Code(Ib): st <- Sys.time() summary(nyc_sample) Sys.time() - st

Output(Ib):

> st <- Sys.time()
+ summary(nyc_sample)
+ Sys.time() - st

Time difference of 13.25179 secs

 

Code(IIa): input_xdf <- file.path(data_loc, 'yellow_tripdata_2016.xdf') st <- Sys.time() rxImport(input_csv, input_xdf, overwrite = TRUE) Sys.time() - st

Output(IIa):

.xdf: 251,574 KB

.csv 1,668,628 KB

Notice the difference in the size of the both the files. We can further compress the .csv by setting the argument 'xdfCompressionLevel' but compressing it further would take extra time but again processing the more compressed version will be faster. Once the original CSV is converted to XDF, the runtime of processing (reading from and sometimes writing to) the XDF is shorter than what it would have been if we had directly processed the CSV instead. So, to decide whether we choose XDF or CSV we need to understand the I/O trade-offs.

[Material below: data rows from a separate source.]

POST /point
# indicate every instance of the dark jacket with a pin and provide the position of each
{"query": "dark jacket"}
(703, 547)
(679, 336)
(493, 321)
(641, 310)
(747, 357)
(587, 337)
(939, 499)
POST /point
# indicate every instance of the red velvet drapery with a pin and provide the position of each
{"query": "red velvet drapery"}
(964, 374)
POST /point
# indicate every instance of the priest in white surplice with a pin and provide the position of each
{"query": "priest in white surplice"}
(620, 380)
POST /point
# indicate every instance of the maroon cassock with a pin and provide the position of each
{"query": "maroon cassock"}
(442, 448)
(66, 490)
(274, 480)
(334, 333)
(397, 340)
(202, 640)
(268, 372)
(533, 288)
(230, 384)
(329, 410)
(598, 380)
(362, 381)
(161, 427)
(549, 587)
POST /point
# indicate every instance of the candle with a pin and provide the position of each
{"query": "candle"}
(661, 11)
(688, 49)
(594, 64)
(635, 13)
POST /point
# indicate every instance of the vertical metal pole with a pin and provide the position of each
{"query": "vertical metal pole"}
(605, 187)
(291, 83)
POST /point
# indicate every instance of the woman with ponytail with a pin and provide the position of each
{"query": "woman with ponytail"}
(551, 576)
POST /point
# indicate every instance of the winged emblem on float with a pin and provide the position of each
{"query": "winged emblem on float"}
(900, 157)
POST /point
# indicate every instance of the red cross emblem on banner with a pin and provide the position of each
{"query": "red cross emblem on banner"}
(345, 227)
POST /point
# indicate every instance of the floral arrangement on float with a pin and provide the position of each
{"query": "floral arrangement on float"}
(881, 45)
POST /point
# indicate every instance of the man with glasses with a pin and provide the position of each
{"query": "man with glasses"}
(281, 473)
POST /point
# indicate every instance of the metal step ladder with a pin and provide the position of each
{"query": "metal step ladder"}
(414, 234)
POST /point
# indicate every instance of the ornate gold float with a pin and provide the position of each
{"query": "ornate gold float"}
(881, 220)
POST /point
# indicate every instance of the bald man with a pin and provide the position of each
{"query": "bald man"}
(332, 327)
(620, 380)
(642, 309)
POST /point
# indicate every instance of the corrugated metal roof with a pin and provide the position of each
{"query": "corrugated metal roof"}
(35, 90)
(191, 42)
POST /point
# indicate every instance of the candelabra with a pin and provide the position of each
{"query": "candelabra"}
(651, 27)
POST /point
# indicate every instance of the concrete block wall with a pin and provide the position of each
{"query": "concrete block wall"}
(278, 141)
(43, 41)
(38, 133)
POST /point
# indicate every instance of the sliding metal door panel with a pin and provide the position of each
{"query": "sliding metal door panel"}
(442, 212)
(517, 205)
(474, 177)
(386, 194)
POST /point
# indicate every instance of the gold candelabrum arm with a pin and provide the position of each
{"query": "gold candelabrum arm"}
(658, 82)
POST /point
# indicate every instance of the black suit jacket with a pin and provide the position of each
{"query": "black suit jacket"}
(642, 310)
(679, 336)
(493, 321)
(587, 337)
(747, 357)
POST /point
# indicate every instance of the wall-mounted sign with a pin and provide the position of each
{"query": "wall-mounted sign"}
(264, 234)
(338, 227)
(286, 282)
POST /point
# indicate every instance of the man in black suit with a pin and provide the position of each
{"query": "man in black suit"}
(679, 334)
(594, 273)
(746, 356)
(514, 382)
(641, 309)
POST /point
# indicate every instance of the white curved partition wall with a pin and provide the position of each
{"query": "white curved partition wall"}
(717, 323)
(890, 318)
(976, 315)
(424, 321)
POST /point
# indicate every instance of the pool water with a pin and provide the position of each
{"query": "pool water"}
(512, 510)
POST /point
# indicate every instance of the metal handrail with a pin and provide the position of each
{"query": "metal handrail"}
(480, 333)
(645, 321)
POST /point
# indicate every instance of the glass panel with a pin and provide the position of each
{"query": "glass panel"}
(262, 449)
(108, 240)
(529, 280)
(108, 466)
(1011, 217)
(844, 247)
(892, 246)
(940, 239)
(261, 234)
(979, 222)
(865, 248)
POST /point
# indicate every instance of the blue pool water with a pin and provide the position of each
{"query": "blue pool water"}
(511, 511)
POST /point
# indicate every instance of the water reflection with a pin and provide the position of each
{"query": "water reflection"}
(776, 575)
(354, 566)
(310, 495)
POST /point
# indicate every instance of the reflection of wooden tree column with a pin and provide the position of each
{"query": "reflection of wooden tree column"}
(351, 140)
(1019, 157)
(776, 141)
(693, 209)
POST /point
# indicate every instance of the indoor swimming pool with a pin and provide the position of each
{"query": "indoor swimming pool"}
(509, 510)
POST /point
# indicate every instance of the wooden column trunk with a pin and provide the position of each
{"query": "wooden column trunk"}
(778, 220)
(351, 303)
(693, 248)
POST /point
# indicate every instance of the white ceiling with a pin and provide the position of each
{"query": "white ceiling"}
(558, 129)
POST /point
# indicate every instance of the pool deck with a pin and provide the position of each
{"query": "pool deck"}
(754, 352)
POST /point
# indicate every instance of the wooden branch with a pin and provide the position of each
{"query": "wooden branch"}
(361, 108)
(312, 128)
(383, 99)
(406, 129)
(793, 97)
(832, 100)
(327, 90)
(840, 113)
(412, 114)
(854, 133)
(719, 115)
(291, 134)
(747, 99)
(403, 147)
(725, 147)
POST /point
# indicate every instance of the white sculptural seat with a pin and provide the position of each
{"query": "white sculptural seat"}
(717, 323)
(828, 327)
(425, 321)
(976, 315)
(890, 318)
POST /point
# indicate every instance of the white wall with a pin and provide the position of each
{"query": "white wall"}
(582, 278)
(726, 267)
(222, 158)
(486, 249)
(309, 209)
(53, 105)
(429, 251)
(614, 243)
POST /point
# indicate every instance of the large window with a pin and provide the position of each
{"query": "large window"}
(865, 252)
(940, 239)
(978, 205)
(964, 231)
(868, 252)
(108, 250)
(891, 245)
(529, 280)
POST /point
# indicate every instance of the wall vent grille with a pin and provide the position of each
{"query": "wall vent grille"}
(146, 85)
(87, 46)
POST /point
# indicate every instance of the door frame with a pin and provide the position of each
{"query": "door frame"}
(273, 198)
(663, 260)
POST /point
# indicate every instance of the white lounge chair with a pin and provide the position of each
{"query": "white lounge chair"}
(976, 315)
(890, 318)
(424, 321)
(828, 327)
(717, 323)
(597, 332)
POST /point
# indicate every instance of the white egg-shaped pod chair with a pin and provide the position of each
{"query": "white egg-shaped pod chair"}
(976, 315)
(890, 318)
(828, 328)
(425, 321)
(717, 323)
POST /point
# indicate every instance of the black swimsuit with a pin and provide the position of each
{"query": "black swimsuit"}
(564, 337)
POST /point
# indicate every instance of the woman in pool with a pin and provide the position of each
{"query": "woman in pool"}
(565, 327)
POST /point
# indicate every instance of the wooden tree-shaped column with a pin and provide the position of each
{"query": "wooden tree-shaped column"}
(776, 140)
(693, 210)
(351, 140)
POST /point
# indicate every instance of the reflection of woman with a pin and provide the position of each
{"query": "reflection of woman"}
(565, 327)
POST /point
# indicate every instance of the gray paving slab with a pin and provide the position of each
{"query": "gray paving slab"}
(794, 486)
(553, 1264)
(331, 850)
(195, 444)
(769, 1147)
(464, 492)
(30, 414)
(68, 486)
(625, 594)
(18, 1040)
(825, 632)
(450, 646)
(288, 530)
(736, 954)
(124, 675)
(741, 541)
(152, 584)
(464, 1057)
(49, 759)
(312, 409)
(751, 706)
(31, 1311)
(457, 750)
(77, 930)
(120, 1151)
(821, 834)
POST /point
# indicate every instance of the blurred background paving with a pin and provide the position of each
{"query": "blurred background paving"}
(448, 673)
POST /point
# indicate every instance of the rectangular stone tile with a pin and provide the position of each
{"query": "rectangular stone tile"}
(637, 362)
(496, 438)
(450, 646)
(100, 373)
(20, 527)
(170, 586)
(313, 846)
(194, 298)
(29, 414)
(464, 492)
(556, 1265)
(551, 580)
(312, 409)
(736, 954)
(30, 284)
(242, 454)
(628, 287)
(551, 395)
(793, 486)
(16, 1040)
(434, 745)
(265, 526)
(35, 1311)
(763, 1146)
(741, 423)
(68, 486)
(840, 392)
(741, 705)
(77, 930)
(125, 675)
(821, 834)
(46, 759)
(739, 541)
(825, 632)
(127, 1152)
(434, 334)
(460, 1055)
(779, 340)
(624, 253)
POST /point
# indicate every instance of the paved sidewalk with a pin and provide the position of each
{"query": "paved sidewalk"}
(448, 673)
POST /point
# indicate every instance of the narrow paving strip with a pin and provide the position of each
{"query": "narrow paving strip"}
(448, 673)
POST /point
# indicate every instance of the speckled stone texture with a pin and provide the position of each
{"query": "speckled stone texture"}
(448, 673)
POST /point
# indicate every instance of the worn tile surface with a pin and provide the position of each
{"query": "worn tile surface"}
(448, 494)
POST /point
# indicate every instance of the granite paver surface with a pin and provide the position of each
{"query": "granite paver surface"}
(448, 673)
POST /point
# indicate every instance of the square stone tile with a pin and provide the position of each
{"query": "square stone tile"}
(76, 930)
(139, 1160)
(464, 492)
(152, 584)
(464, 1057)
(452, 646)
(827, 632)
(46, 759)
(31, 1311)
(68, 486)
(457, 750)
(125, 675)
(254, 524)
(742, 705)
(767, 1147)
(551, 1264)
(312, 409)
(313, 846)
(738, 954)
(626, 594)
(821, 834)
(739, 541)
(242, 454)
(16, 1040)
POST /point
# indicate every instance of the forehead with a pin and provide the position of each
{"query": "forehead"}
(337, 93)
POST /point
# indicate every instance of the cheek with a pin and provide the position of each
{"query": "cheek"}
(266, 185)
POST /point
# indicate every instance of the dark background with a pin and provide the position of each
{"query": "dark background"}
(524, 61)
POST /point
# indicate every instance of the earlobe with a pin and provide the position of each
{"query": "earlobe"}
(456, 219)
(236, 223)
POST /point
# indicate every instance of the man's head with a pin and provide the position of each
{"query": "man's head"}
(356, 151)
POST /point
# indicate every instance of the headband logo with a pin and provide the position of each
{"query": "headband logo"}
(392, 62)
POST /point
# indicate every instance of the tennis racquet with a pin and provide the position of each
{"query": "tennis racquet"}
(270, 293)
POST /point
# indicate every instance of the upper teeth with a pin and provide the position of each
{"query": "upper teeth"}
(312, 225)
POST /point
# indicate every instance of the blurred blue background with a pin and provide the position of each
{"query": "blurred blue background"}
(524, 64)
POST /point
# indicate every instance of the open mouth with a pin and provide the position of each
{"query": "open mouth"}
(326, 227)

This last code read the whole CSV file in just 1.9 min (compared to approx. 3.4 min in Code(Ia)) in chunks of 500K and created its XDF file in the working directory.

Output(IIa):

> st <- Sys.time()
+ rxImport(input_csv, input_xdf, overwrite = TRUE)
+ Sys.time() - st

Time difference of 1.900401 min

 

Code(IIb): Summary of all 19 columns

nyc_xdf <- RxXdfData(input_xdf) st <- Sys.time() rxSummary(~., nyc_xdf) Sys.time() - st

Output(IIb):

> st <- Sys.time()
+ rxSummary(~., nyc_xdf)
+ Sys.time() - st

Time difference of 11.75617 secs

 

Conclusion:

Blue Region : Time taken to read file

Yellow Region : Time taken to find summary

Finding summary of the 1.6GB CSV file took around 220 seconds, whereas, finding summary of the same file converted to the XDF format took only 125 seconds. This is when we tried finding only summary of the dataset. The time difference would vary by a very large factor when we would do some complex processing.

P.S: This is when we are using Microsoft R Client which has very limited capabilities. Processing speed of Microsoft R Server would touch great heights with multi-threaded and parallel processing.